Abortion opponents are hoping the 2018 retirement of Justice Anthony Kennedy, a conservative who was pivotal in defending abortion rights, has created an opening for more restrictions to secure Supreme Court approval. Kennedy as recently as 2016 cast the decisive vote in blocking strict regulations on abortion clinics and doctors in Texas.
Trump, who vowed during the 2016 presidential campaign to appoint justices who would overturn Roe v. Wade, appointed Kavanaugh to replace Kennedy.
‘NO REASON’
“There should be no reason for the Supreme Court to revisit Roe, but we know this is exactly what some of the states are trying to do and what President Trump was looking for in his Supreme Court nominees,” said Jennifer Dalven, a lawyer with the American Civil Liberties Union, which is involved in litigation challenging various abortion restrictions.
Broadly speaking, Republican-controlled states have enacted two types of abortion laws: measures that impose burdensome regulations on abortion providers and those that directly seek to ban abortions during the early stages of pregnancy.
The latter laws in particular directly challenge Roe v. Wade and a subsequent 1992 ruling that upheld it. Those two rulings made clear that women have a constitutional right to obtain an abortion at least up until the point the fetus is viable outside the womb, usually around 24 weeks of gestation or soon after.
The Louisiana law imposes restrictions that abortion providers have said would force them to close. It requires that doctors who perform abortions have a difficult-to-obtain arrangement called “admitting privileges” at a hospital within 30 miles (48 km) of the clinic. The legal issue is similar to the 2016 case in which the court struck down a Texas admitting privileges requirement.
In February, the court on a 5-4 vote prevented the Louisiana law from taking effect while litigation continued, with Roberts joining the court’s four liberals. Roberts dissented in the Texas case but his vote in February indicates he may have some doubts about the court reversing course on a precedent it set only three years ago.
The Indiana case involves the state’s attempt to revive a Republican-backed law that requires women to undergo an ultrasound at least 18 hours before undergoing an abortion, a requirement critics call medically unnecessary.
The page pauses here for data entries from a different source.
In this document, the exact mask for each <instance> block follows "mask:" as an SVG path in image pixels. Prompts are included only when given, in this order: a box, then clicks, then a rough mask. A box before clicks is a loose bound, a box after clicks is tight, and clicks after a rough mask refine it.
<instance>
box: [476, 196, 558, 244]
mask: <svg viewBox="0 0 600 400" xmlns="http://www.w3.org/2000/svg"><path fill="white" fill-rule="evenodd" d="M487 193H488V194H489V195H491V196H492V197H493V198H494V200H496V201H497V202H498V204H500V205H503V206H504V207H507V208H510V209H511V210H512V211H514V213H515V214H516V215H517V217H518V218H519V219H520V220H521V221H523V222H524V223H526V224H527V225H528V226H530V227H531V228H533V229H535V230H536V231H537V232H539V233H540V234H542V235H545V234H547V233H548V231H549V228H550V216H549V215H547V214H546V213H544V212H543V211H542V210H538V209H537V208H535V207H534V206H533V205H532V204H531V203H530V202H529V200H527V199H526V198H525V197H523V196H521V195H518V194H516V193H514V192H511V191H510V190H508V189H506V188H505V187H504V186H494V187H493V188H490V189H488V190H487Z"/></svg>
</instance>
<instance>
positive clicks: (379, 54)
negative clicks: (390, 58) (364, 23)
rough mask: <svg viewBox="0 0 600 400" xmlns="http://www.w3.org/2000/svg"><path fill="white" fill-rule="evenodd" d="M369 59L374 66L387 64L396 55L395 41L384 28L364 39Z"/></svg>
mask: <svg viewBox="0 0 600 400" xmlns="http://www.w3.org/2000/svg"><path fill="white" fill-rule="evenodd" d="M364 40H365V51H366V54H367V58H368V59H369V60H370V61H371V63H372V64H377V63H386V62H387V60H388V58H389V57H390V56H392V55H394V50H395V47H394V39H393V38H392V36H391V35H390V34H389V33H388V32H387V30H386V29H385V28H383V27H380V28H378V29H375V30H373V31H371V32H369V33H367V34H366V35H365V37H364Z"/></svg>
Legal challenges to laws recently enacted in conservative states that directly challenge the Roe precedent by banning abortion outright or in early stages of pregnancy may not reach the court in time for it to act during its coming term.
In addition to the Alabama ban, Kentucky, Ohio, Mississippi, Louisiana and Georgia passed measures that would prohibit abortions after six weeks of pregnancy. Missouri has a similar law that would prohibit abortion after eight weeks. Facing legal challenges, none of the laws has yet taken effect.
Other cases that could reach the court sooner include fights over abortion restrictions in Mississippi, Kentucky and Arkansas that are pending in appeals courts.
Since Kavanaugh joined the Supreme Court last October, it has sent mixed signals on abortion. The court in June declined to hear a bid by Alabama to revive another Republican-backed law that would have effectively banned abortions after 15 weeks of pregnancy.
In May, it refused to consider reinstating Indiana’s ban on abortions performed because of fetal disability or the sex or race of the fetus while upholding the state’s requirement that fetal remains be buried or cremated after an abortion.
Julie Rikelman, a lawyer at the Center for Reproductive Rights, which supports abortion rights, said the Supreme Court is likely to take up a case on one of the restrictive laws rather than a measure that directly bans abortion, meaning it could avoid having to decide for now on overturning Roe v. Wade.
“What’s important for people to know,” Rikelman said, “is that even while Roe is the law, there is a great deal of harm that can be done.”